The real problem is that your is_odd does not have a base case.
+ 3
Solo
Another way to check for odd/even, is using binary and operator.
Try this:
for x in range(10):
print(x & 1)
+ 2
Tibor Santa , the output is
0
1
0
1
0
1
0
1
0
1
Does 0 means that the number is even?
+ 2
Tibor Santa 😄😄😄 I agree that this is the fastest way to solve, but let's do it without bitwise operations. 😉
+ 2
Shantanu yes, or rather 0 is the negation of an odd number.
+ 2
Solo the bitwise trick was only an answer to your second question, what if modulo didn't exist. But it is purely theoretical, because it's also simple to implement it with other math operators, like: x-x/2*2
The real problem with the alternating function presented at the beginning, is that it requires two base cases. 0 is even, and 1 is odd. The base cases can be handled in a single function, or one case in each branch.

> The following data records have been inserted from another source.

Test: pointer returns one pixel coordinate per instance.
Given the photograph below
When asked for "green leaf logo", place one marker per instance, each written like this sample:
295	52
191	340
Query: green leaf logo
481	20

Furthermore that implementation was not able to handle negative numbers.
Here I present the correct way to solve it and with random test cases.

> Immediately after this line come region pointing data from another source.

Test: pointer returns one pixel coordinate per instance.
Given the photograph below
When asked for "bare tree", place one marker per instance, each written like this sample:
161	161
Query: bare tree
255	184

Lothar is right that this implementation is very wasteful too, there are too many steps if large numbers must be analyzed, Python will quickly hit a memory limit.

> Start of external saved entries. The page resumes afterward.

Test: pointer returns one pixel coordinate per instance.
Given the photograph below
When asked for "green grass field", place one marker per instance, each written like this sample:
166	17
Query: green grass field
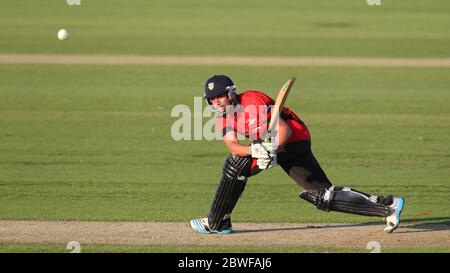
92	142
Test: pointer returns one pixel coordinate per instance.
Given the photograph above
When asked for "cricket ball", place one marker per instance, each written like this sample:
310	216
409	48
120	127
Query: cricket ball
63	34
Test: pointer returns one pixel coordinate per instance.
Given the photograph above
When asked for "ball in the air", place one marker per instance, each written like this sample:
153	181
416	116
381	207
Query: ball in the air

https://code.sololearn.com/c44b74Uwo1p3/?ref=app
+ 2
Solo , we can know if a number is even or odd without % by:
for i in range(10):
if (i//2)*2 == i:
print(f"{i} is Even")
else:
print(f"{i} is Odd")
Tell me if this is what you asked for or I got the question wrongly 😃.
+ 2
Tibor Santa , I'm not disputing the conventional wisdom about recursion that Lothar kindly gave us. A recursive solution can only be compared to a loop, not to bitwise or mathematical calculations. But what I probably disagree with is that you're arguing that two main cases need to be considered in this case. What's great about this example is that it demonstrates that you can use the same base register for two functions. This is very important...
+ 2
Solo you are right! Sorry, that was an oversight on my part. Somehow I had the impression that the example code was not working correctly for odd numbers, but in fact it is correct 😅
The test cases were misleading me.
+ 2
Tibor Santa it's okay, everyone makes mistakes, but not everyone knows how to admit their mistakes. Happy coding! 🖐️😎
+ 2
Shantanu, not exactly what I wanted, but it's my fault that I didn't explain well enough. I wanted you to write two functions similar to these recursive functions, but using a loop. That is, only logical operators can be used. So that you independently determine all the pros and cons of the recursive function.
Happy coding! 🖐️😎
+ 1
Lothar , I have two questions:
1. Where did steps 9 and 42 come from? 🤔
2. Of course, the use of the division operator modulo for its intended purpose is a priority, but how would you write the code if it did not exist (%)? 😉
+ 1
Lothar , about the modulo divisor - you tell me in which language it is absent, since you wrote that this is a pythonic solution 😉
And about step-by-step calculations of code execution, how about if the recursion is written in one line 😎
even = lambda n: 1 if n==0 else odd(n-1)
odd = lambda n: not even(abs(n))
print(odd(-498))
print(even(498))
Try writing two similar functions with a loop without any calculations. 😎
0
Tibor Santa, still after putting the print statement the output is same.